Dilma sancionou lei da “presunção de boa-fé” para “esquenta” de ouro ilegal
Proposta do deputado Odair Cunha (PT/MG) diz que basta a palavra do vendedor para atestar a origem do ouro de garimpo
A presunção de “boa-fé” no comércio de ouro passou a valer após a aprovação de projeto de lei proposto pelo deputado federal Odair Cunha do Partido dos Trabalhadores de Minas Gerais em 2013, e sancionado pela ex-presidente Dilma Roussef.
Apontada como determinante para o avanço do garimpo ilegal e agravante da atual crise dos Yanomamis, a presunção da “boa-fé” no comércio de ouro potencializou a exploração do metal precioso em terras indígenas. A nova lei sobre o tema determinou que basta a palavra do vendedor para atestar a origem do ouro de garimpo. O comprador deve presumir que ele diz a verdade, e não será punido se um dia for comprovado o contrário.
Diferentes organismos preocupados com o combate ao garimpo ilegal consideram essa presunção da “boa-fé” o principal instrumento para “esquentar” o ouro ilícito no Brasil, que é um dos maiores desafios enfrentados pelo presidente Luiz Inácio Lula da Silva, no início do seu terceiro mandato.
Tramitam no Congresso Nacional e no supremo Tribunal Federal (STF) iniciativas para alterar esta prerrogativa legal, enquanto o deputado Cunha, autor da lei, explica que sua proposta acabou desvirtuada pelo desmonte da fiscalização do setor no governo anterior.
A lei nº 12.844 limita a fiscalização, pelo Banco Central, de instituições financeiras credenciadas que operam com ouro, as Distribuidoras de Títulos e Valores Mobiliários (DTVMs). Caso ocorra uma investigação que comprove que o ouro saiu de uma reserva ambiental, a punição criminal desses estabelecimentos também ficou restringida. Em ambos casos, a DTVM poderá argumentar que não é obrigada a verificar se o vendedor está mentindo.
Levantamento feito pelo Instituto Escolhas aponta indícios de ilegalidade na venda de mais de 200 toneladas de ouro extraído no país, de 2015 a 2020, amparada pelo instrumento da boa-fé, como relata o economista Marcos Lisboa, no artigo “Uma história de ouro e sangue”, publicado na Folha de S.Paulo.

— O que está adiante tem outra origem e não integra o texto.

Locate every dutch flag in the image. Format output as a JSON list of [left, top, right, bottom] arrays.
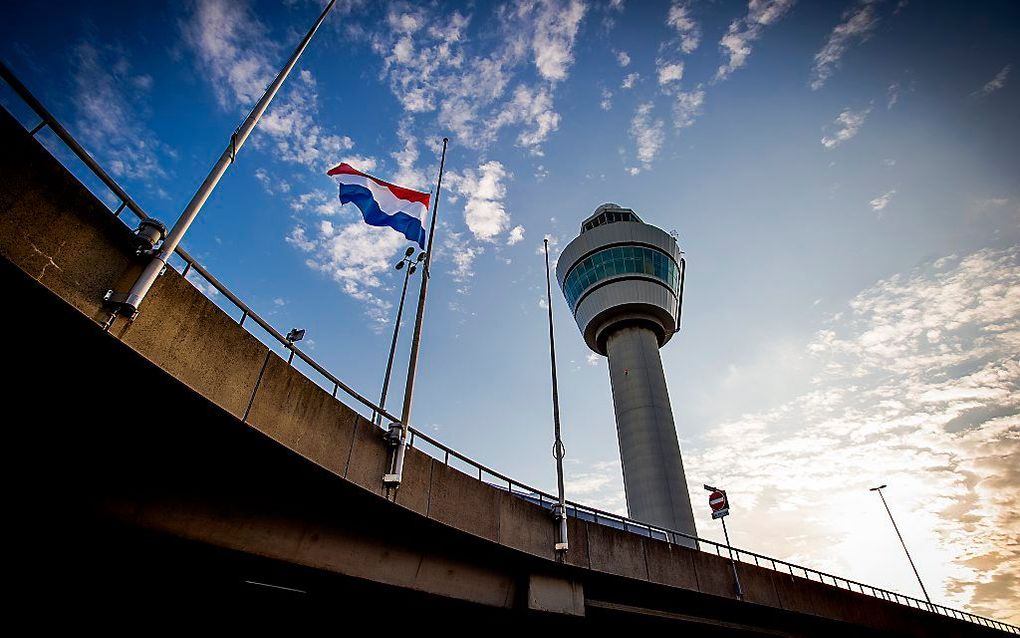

A emenda apresentada por Cunha sobre o garimpo encontrou respaldo na Medida Provisória 619, aprovada durante o governo Dilma e passou a compor o bloco dos artigos 37 a 41 da lei nº 12.844. No artigo 39, parágrafo 3º determina: “É de responsabilidade do vendedor a veracidade das informações por ele prestadas no ato da compra e venda do ouro.” E segue no parágrafo 4º: “Presumem-se a legalidade do ouro adquirido e a boa-fé da pessoa jurídica adquirente quando as informações mencionadas neste artigo, prestadas pelo vendedor, estiverem devidamente arquivadas na sede da instituição legalmente autorizada a realizar a compra de ouro”.
Já existe mobilização de parlamentares para revogar a medida. A então deputada Joênia Wapichana apresentou, em agosto do ano passado, o projeto de lei nº 2159/2022 que acaba com a declaração de “boa-fé” e estabelece princípios para a criação de uma rastreabilidade do ouro. Joênia não se reelegeu, mas na atual gestão se tornou a primeira mulher indígena a comandar a Fundação Nacional dos Povos Indígenas (Funai). Sua proposta segue no parlamento, apensada ao PL-5131/2019.
No Supremo Tribunal Federal (STF) o Partido Socialista Brasileiro (PSB) e a Rede Sustentabilidade ajuizaram em novembro do ano passado uma Ação Direta de Inconstitucionalidade (ADI) contra a comercialização de ouro de garimpo com base na presunção da “boa-fé”. No início de fevereiro deste ano, o Partido Verde (PV) fez o mesmo, requerendo ainda que as DTVMs sejam obrigadas a criarem mecanismos que garantam a origem do ouro.
Nesta terça-feira, 07, o ministro Gilmar Mendes, intimou o Banco Central (BC) e a Agência Nacional de Mineração (ANM) a prestarem depoimentos sobre a situação do garimpo ilegal na Amazônia.